I was suddenly released from my stupor and the woman’s spell was broken. Instinctively I gripped the hilt of my sword, but let it rest at my side. There was no threat here. I recognised the boy’s smell. Edbur, Edbur-the-Widdle… It was a fitting nick-name. He was old enough, and big enough to fight, but the whelp soiled himself at every skirmish. Still, there had been killings made here, and if wounded pride was the worst of his injuries he had served his surname, his grayne, better than many. The fortunes would soon forgive him for it. And if they did not, well, then I would forgive him in their stead.

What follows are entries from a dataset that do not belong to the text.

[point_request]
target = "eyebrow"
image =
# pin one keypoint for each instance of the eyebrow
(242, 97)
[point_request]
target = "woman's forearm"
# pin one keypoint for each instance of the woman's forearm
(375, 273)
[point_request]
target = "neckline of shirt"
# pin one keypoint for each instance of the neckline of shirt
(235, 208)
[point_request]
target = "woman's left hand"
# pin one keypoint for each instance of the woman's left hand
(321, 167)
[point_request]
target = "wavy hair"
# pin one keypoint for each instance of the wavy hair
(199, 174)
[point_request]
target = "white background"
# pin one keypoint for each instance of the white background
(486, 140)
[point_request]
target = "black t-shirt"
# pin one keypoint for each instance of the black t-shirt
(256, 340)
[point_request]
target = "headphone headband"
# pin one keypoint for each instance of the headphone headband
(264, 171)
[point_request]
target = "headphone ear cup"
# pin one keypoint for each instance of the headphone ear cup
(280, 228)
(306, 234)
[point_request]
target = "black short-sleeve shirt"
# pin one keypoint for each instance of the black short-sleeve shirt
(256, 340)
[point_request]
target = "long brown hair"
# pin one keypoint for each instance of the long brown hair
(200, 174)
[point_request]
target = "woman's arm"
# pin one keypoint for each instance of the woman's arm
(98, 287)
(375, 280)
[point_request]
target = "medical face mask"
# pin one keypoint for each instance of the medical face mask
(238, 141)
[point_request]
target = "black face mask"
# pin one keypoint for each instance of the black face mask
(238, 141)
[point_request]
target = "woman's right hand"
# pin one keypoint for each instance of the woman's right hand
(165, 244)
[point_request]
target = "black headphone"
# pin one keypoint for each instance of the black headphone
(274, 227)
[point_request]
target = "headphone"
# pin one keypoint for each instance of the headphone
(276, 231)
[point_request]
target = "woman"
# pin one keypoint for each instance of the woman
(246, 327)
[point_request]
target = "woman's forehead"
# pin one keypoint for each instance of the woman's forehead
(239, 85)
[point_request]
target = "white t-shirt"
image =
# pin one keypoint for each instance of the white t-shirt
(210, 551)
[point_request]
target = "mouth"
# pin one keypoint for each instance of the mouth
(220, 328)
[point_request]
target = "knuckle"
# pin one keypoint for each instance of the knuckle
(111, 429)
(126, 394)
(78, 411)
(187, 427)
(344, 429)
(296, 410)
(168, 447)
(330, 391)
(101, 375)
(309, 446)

The boy’s swinging kick sent the severed head of the dead woman tumbling. Edbur-the-Widdle laughed outrageously as it thumped and thudded between grass and gulley, as it broke heavily upon stone, spilling teeth, spitting blood.
Not a woman now.
Is the scene a little gory? Perhaps, but it’s also honest and even beautiful (I hope). And if it was to become important to the story, it was also pivotal in another way. You see, up until this point all of my books had been written for older children (and I’ve been a published author for nineteen years!) With this one scene, I found myself standing at an unexpected crossroads. And I knew if I was going to write truthfully about Border Reivers, it might well be a faerie tale, but it was not going to be a children’s story. And so it turned out. GRAYNELORE is my very first fantasy novel for adults.
Stephen Moore is the author of the fantasy novel, GRAYNELORE. (Published by, HarperVoyager. 13th August 2015.)
A published author since the mid 1990’s he’s also written several well received fantasy books for older children (ages 9-14yrs/YA) including, TOOTH AND CLAW, SPILLING THE MAGIC and FAY. (Published by, Crossroad Press.)
Stephen hails from the North of England; a beautiful land he loves to explore; full of ancient Roman history, medieval castles and remnants of the infamous Border Reivers.
Long ago, before he discovered the magic of storytelling, he was an exhibition designer and he has fond memories of working in the strange old world of museums. Sometimes he can still be found in auction houses pawing over old relics!
He loves art and books, old and new. He’s into rock music, movies, history and RPG video games! But mostly, he likes to write, where he get to create his own worlds.